Coaching thoughts on comparison

a pile of apples and oranges sitting next to each other

Photo by Gowtham AGM on Unsplash

I have to resist the temptation of comparison on a daily basis.  After all, I am the father of 23-year old boy-girl twins and a day rarely goes by when I don’t get asked about them where I could easily launch into a deep comparison.  In fact, my wife and I made a conscious choice when they started school, and we had the pleasure of attending parent-teacher conferences, to discuss each individually and to remind the teachers that they were not a package deal.  They had their strengths and their weaknesses (we could admit that) but that comparing one to the other did not serve either of our kids.  I am sure our situation is pretty common and that temptation is found in our professional as well as personal lives.

Before I was a coach, I was an engineer working with technical staff who could sometimes be confused for extras on the Big Bang Theory.  It seemed my real value was not in the completion of technical work but in my ability to communicate effectively and translate their ideas and thoughts to clients and senior management.  In that environment, I was the extrovert in a sea of introverts.  By comparison, when I interact with other parents from school, friends from childhood and even some of my current clients, I am an introvert in a sea of extroverts.  While I had find that comparison between my kids is not particularly productive, I realize that self-comparison or awareness serves a valuable purpose.  It helps me tap into who I am and my audience and allows me to modulate my own approaches or responses.
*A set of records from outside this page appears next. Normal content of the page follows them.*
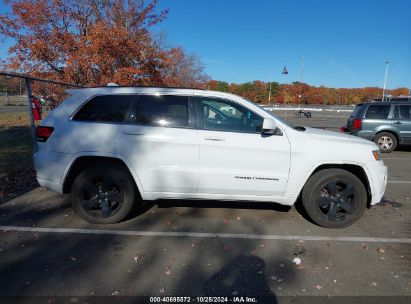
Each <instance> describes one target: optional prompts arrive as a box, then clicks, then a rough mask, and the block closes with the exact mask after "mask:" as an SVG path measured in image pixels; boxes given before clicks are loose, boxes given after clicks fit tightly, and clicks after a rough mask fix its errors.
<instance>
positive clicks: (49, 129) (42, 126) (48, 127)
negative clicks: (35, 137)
mask: <svg viewBox="0 0 411 304" xmlns="http://www.w3.org/2000/svg"><path fill="white" fill-rule="evenodd" d="M53 131H54V128H53V127H43V126H38V127H37V129H36V137H37V141H41V142H45V141H47V139H48V138H49V137H50V135H51V133H53Z"/></svg>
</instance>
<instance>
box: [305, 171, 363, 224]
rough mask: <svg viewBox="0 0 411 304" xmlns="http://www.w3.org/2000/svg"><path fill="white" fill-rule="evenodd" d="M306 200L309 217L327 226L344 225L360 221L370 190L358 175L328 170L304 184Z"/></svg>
mask: <svg viewBox="0 0 411 304" xmlns="http://www.w3.org/2000/svg"><path fill="white" fill-rule="evenodd" d="M302 203H303V206H304V209H305V210H306V212H307V214H308V216H309V217H310V218H311V219H312V221H313V222H315V223H316V224H318V225H320V226H322V227H326V228H344V227H347V226H350V225H351V224H353V223H354V222H356V221H357V220H358V219H359V218H360V217H361V215H362V214H363V213H364V210H365V207H366V205H367V191H366V190H365V187H364V184H363V183H362V182H361V181H360V180H359V179H358V177H356V176H355V175H354V174H352V173H350V172H348V171H345V170H341V169H325V170H321V171H318V172H317V173H315V174H314V175H312V176H311V177H310V178H309V180H308V181H307V183H306V184H305V186H304V189H303V192H302Z"/></svg>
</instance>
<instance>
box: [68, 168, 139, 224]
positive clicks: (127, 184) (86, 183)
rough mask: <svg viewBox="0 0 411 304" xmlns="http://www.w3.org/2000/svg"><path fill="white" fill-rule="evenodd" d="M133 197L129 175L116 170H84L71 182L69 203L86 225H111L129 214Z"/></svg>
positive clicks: (118, 168) (122, 171)
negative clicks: (94, 224) (73, 207)
mask: <svg viewBox="0 0 411 304" xmlns="http://www.w3.org/2000/svg"><path fill="white" fill-rule="evenodd" d="M135 196H136V190H135V185H134V183H133V181H132V179H131V176H130V174H129V173H128V172H127V171H126V170H124V169H122V168H120V167H117V166H96V167H90V168H87V169H85V170H84V171H83V172H81V173H80V174H79V175H78V176H77V178H76V179H75V180H74V183H73V187H72V190H71V203H72V205H73V207H74V210H75V211H76V213H77V214H78V215H79V216H80V217H81V218H83V219H84V220H86V221H87V222H89V223H93V224H113V223H118V222H120V221H121V220H123V219H124V218H125V217H126V216H127V215H128V214H129V213H130V211H131V209H132V207H133V204H134V200H135Z"/></svg>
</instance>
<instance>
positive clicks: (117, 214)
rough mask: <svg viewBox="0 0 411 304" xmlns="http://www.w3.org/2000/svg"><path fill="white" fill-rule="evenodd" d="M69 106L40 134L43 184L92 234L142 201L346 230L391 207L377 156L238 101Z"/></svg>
mask: <svg viewBox="0 0 411 304" xmlns="http://www.w3.org/2000/svg"><path fill="white" fill-rule="evenodd" d="M68 92H69V94H70V95H71V96H70V97H69V98H68V99H67V100H65V101H64V102H63V103H62V104H61V105H60V106H59V107H57V108H56V109H55V110H54V111H53V112H51V113H50V114H49V115H48V116H47V118H46V119H45V120H44V121H43V122H42V124H41V126H39V127H38V128H37V132H36V135H37V140H38V150H37V152H36V153H35V154H34V162H35V167H36V170H37V180H38V182H39V183H40V185H41V186H43V187H46V188H48V189H51V190H53V191H56V192H58V193H70V192H71V202H72V204H73V206H74V208H75V210H76V212H77V213H78V214H79V215H80V216H81V217H82V218H83V219H85V220H87V221H89V222H92V223H116V222H119V221H121V220H123V219H124V218H125V217H126V216H127V215H128V214H129V212H130V210H131V209H132V207H133V206H139V205H140V204H141V203H142V200H157V199H212V200H235V201H265V202H276V203H279V204H283V205H293V204H294V203H295V202H296V201H297V199H298V198H299V197H301V201H302V204H303V206H304V208H305V210H306V212H307V214H308V215H309V216H310V218H311V219H312V220H313V221H314V222H315V223H317V224H318V225H321V226H323V227H330V228H340V227H346V226H348V225H350V224H352V223H353V222H355V221H356V220H357V219H359V218H360V216H361V215H362V213H363V212H364V209H365V208H366V206H367V205H374V204H376V203H378V202H380V200H381V198H382V197H383V194H384V191H385V186H386V181H387V168H386V166H385V165H384V163H383V161H382V160H381V159H380V154H379V149H378V147H377V146H376V145H375V144H374V143H372V142H369V141H367V140H364V139H360V138H357V137H354V136H351V135H345V134H340V133H336V132H330V131H324V130H319V129H312V128H303V127H292V126H290V125H289V124H288V123H286V122H285V121H283V120H281V119H280V118H279V117H277V116H275V115H273V114H272V113H270V112H267V111H266V110H264V109H262V108H260V107H259V106H257V105H256V104H254V103H252V102H250V101H248V100H245V99H243V98H241V97H239V96H235V95H231V94H226V93H221V92H213V91H205V90H204V91H203V90H193V89H171V88H138V87H103V88H87V89H79V90H69V91H68Z"/></svg>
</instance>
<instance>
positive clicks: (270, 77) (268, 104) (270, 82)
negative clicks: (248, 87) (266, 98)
mask: <svg viewBox="0 0 411 304" xmlns="http://www.w3.org/2000/svg"><path fill="white" fill-rule="evenodd" d="M271 78H272V76H271V75H270V87H269V89H268V106H271Z"/></svg>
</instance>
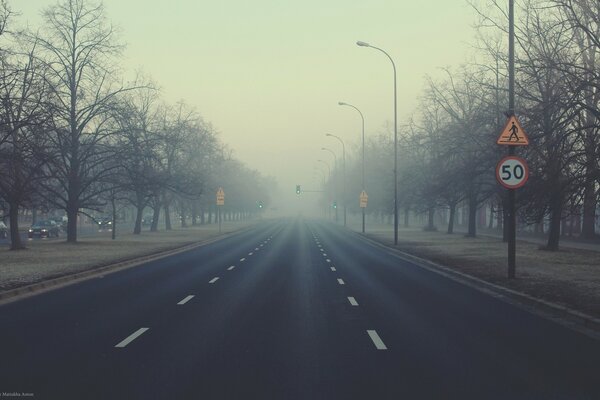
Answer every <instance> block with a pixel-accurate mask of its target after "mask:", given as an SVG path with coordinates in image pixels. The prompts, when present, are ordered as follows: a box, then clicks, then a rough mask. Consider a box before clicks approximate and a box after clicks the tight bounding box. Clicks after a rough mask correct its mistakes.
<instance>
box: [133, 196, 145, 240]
mask: <svg viewBox="0 0 600 400" xmlns="http://www.w3.org/2000/svg"><path fill="white" fill-rule="evenodd" d="M143 213H144V206H143V205H142V204H138V205H137V207H136V213H135V225H134V227H133V234H134V235H139V234H140V233H142V218H143V217H144V216H143Z"/></svg>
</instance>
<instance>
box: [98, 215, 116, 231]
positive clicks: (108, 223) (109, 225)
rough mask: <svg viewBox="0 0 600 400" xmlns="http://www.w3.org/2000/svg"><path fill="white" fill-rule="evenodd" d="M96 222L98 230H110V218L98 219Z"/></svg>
mask: <svg viewBox="0 0 600 400" xmlns="http://www.w3.org/2000/svg"><path fill="white" fill-rule="evenodd" d="M96 222H98V229H99V230H108V231H110V230H112V218H111V217H100V218H98V219H97V220H96Z"/></svg>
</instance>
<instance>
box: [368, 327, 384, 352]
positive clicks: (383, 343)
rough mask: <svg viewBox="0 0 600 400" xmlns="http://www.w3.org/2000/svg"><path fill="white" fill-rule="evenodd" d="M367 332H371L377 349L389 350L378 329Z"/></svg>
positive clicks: (369, 334)
mask: <svg viewBox="0 0 600 400" xmlns="http://www.w3.org/2000/svg"><path fill="white" fill-rule="evenodd" d="M367 333H368V334H369V337H370V338H371V340H372V341H373V344H374V345H375V347H376V348H377V350H387V346H386V345H385V343H383V340H381V338H380V337H379V335H378V334H377V331H374V330H367Z"/></svg>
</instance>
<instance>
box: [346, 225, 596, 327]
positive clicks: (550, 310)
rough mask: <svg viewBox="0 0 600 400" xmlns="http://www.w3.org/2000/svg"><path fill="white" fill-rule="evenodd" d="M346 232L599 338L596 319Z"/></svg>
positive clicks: (535, 311) (402, 259) (440, 264)
mask: <svg viewBox="0 0 600 400" xmlns="http://www.w3.org/2000/svg"><path fill="white" fill-rule="evenodd" d="M350 232H352V233H353V234H355V235H357V236H359V237H360V238H362V240H365V241H367V242H369V243H371V244H372V245H374V246H378V247H380V248H382V249H383V250H384V251H386V252H387V253H388V254H390V255H392V256H395V257H398V258H400V259H402V260H403V261H409V262H411V263H412V264H414V265H416V266H417V267H419V268H423V269H426V270H428V271H430V272H433V273H436V274H438V275H442V276H444V277H446V278H448V279H452V280H454V281H456V282H459V283H462V284H464V285H467V286H469V287H471V288H473V289H476V290H478V291H480V292H482V293H485V294H487V295H490V296H492V297H494V298H497V299H500V300H502V301H505V302H507V303H510V304H512V305H516V306H519V307H520V308H522V309H525V310H526V311H529V312H531V313H534V314H536V315H539V316H541V317H543V318H546V319H549V320H552V321H554V322H557V323H560V324H561V325H563V326H566V327H568V328H570V329H573V330H576V331H578V332H580V333H583V334H585V335H587V336H590V337H593V338H595V339H600V318H596V317H593V316H591V315H588V314H585V313H583V312H581V311H578V310H574V309H571V308H569V307H565V306H562V305H560V304H556V303H552V302H550V301H547V300H543V299H539V298H537V297H534V296H531V295H528V294H526V293H522V292H518V291H516V290H513V289H509V288H506V287H504V286H500V285H497V284H494V283H490V282H487V281H484V280H483V279H480V278H477V277H475V276H472V275H468V274H465V273H463V272H460V271H456V270H454V269H452V268H450V267H447V266H445V265H441V264H437V263H435V262H432V261H429V260H427V259H424V258H421V257H417V256H414V255H412V254H409V253H406V252H404V251H401V250H397V249H394V248H393V247H391V246H388V245H386V244H384V243H381V242H379V241H377V240H376V239H374V238H372V237H369V236H365V235H363V234H362V233H359V232H355V231H352V230H350Z"/></svg>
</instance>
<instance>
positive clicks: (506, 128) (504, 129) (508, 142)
mask: <svg viewBox="0 0 600 400" xmlns="http://www.w3.org/2000/svg"><path fill="white" fill-rule="evenodd" d="M496 143H498V144H502V145H505V146H527V145H528V144H529V138H528V137H527V134H526V133H525V131H524V130H523V127H522V126H521V123H520V122H519V120H518V119H517V117H515V116H514V115H513V116H512V117H510V118H509V119H508V121H506V125H505V126H504V129H502V133H501V134H500V137H498V140H497V141H496Z"/></svg>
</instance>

In addition to being a rare breed of engineer who liked working with people and could maintain eye contact, I made the choice to become a coach and started to learn some of the techniques associated with asking powerful questions.  In my work with clients, I recognize the real value of comparisons is in the how the comparison is directed.  I regularly work with clients who are struggling with work-life balance, career advancement, and workplace issues.  Looking back, I realize that a question that I often pose to my clients is “compared to what?”  I use that question to clarify and bring the client back to the root cause of the issue at hand.  The inward focus of the “comparison” is very different than the comparisons we often find ourselves making with the world around us.  The question ultimately helps crystallize what really is important to them and can help guide their path forward.  

My twins believe that there is a regular and concerted effort to compare them to each other as I’m sure many professionals also believe.  Sometimes you have let them discover the truth for themselves. 

I think I have done a pretty good job.  Now I ask myself – Compared to what?